2315 The accumulation of arms strikes many as a paradoxically suitable way of deterring potential adversaries from war. They see it as the most effective means of ensuring peace among nations. This method of deterrence gives rise to strong moral reservations. The arms race does not ensure peace. Far from eliminating the causes of war, it risks aggravating them. Spending enormous sums to produce ever new types of weapons impedes efforts to aid needy populations; it thwarts the development of peoples. Over-armament multiplies reasons for conflict and increases the danger of escalation.

2316 The production and the sale of arms affect the common good of nations and of the international community. Hence public authorities have the right and duty to regulate them. The short-term pursuit of private or collective interests cannot legitimate undertakings that promote violence and conflict among nations and compromise the international juridical order.

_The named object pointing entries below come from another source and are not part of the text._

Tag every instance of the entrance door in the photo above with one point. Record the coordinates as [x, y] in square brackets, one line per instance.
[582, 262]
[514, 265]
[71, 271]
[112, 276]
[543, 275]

2317 Injustice, excessive economic or social inequalities, envy, distrust, and pride raging among men and nations constantly threaten peace and cause wars. Everything done to overcome these disorders contributes to building up peace and avoiding war:

Insofar as men are sinners, the threat of war hangs over them and will so continue until Christ comes again; but insofar as they can vanquish sin by coming together in charity, violence itself will be vanquished and these words will be fulfilled: “They shall beat their swords into plowshares, and their spears into pruning hooks; nation shall not lift up sword against nation, neither shall they learn war any more.”

Sooner or later, cold, hard, economic reality will force us to face the mountain of debt we have created for ourselves and, sooner or later, part of that Day of Reckoning will involve admitting that we have no business at all spending oceans of money maintaining the defense of Japan, Germany, Korea, Saudi Arabia, the UK, France and over a hundred other countries who should do it for themselves. But, at present, the Gravy Train is still quite skilled at keeping a Paris Hilton people preoccupied with “Dancing with the Bread and Circuses.”